So let me turn it over to Bill.
Well, thanks, Robyn. Actually, I think you are hitting on a lot of important questions and I will just give my opinion here quickly. A, I think these data show consistency with that not just between 306A and 306B but across all of our endpoints. That includes both efficacy and safety. On the two, I think it is important to remember that this is the second time we have shown symptomatic benefits in this study which what the FDA is asking for. That's also important.

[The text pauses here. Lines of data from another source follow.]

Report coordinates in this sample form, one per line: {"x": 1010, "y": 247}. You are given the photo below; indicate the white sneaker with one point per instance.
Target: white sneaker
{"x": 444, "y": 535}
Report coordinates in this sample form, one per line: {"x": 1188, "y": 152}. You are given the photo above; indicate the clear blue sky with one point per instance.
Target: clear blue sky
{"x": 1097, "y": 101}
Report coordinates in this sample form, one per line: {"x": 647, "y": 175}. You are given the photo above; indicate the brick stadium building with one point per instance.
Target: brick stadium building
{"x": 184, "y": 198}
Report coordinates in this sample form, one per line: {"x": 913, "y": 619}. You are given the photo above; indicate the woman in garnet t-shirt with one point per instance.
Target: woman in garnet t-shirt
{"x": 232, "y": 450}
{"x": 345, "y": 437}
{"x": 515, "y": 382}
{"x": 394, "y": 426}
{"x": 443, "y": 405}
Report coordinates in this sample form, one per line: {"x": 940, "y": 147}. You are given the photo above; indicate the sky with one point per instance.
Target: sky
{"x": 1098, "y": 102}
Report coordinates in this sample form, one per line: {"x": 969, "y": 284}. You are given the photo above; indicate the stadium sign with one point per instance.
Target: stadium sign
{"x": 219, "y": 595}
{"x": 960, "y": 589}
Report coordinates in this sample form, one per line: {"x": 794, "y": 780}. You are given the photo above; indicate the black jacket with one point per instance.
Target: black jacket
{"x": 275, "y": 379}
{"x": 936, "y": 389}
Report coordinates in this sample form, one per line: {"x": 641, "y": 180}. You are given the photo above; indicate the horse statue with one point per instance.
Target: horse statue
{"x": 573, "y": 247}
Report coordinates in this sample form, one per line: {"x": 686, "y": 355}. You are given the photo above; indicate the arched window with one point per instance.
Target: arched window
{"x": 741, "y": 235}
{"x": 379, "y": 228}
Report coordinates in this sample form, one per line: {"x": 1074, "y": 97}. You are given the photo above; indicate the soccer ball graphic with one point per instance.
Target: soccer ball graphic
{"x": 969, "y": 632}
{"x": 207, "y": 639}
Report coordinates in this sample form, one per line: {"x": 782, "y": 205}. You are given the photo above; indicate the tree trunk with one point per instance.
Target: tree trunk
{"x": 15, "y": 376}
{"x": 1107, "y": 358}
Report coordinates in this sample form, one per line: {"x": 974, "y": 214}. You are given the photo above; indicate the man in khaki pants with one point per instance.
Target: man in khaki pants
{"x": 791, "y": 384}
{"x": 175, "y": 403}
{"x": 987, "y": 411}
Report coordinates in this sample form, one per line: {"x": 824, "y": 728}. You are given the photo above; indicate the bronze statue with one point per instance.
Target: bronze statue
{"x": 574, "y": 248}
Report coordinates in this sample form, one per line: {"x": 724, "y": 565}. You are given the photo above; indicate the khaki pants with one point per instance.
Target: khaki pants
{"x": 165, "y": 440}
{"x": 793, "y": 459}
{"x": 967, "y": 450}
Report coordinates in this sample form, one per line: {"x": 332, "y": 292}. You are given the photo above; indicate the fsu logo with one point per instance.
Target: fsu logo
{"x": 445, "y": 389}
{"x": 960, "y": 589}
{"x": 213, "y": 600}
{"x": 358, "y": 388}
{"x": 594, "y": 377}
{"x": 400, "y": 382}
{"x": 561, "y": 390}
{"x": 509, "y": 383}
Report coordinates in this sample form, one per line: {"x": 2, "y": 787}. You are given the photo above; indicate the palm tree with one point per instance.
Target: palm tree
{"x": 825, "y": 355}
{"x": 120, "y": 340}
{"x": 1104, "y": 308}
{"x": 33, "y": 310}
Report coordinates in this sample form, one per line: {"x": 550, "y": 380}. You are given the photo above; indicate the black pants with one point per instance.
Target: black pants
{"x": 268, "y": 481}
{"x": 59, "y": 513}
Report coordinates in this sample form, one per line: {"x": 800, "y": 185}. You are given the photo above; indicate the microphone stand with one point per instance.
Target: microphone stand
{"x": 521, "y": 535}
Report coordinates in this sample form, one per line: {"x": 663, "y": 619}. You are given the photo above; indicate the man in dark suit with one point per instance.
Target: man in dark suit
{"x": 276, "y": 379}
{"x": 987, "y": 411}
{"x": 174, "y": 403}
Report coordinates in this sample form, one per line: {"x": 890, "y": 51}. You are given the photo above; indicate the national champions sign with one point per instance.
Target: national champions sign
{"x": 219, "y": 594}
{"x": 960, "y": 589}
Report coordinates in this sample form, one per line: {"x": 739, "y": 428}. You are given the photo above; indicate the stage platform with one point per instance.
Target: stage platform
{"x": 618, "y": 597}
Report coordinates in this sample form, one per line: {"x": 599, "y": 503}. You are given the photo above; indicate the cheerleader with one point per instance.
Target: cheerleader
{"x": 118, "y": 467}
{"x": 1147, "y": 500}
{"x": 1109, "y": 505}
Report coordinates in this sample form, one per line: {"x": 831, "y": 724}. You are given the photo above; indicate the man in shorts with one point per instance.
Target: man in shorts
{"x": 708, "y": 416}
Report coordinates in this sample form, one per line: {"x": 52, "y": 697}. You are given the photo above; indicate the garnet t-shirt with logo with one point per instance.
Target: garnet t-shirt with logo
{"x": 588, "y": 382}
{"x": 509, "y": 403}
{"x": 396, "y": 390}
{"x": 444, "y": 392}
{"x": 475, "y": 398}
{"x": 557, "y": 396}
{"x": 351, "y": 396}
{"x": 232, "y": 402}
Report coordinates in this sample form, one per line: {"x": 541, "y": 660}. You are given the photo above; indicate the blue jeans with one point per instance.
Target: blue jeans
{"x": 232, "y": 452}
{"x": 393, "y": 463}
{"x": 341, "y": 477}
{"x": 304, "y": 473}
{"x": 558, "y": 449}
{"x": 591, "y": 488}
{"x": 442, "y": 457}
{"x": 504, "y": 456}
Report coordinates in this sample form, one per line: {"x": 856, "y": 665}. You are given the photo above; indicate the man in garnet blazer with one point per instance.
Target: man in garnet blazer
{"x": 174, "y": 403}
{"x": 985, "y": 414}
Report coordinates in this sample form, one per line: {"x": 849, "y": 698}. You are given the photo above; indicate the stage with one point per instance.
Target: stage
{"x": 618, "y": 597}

The question on durability is one that we really can't answer. WE have had some initial discussions with the FDA about what it would take to show a durability response over time. Throughout the course of the year, we have met with the FDA had these preliminary discussions and they have appeared at least in some instances to be open to the idea of shorter-term studies with trends supporting long-term benefit. At least that was some of the early discussions at some of our meetings in the spring.
We just can't say exactly how the FDA is going to view this until we actually present these data and have guidance from them on what they want to do. They are fully aware and actually have made us aware from the very beginning of the variability associated with the patients in this condition, of the difficulty with the metrics, of the difficulty with study designs overall and we had productive scientific discussions about how to get there and I think that they are going to continue.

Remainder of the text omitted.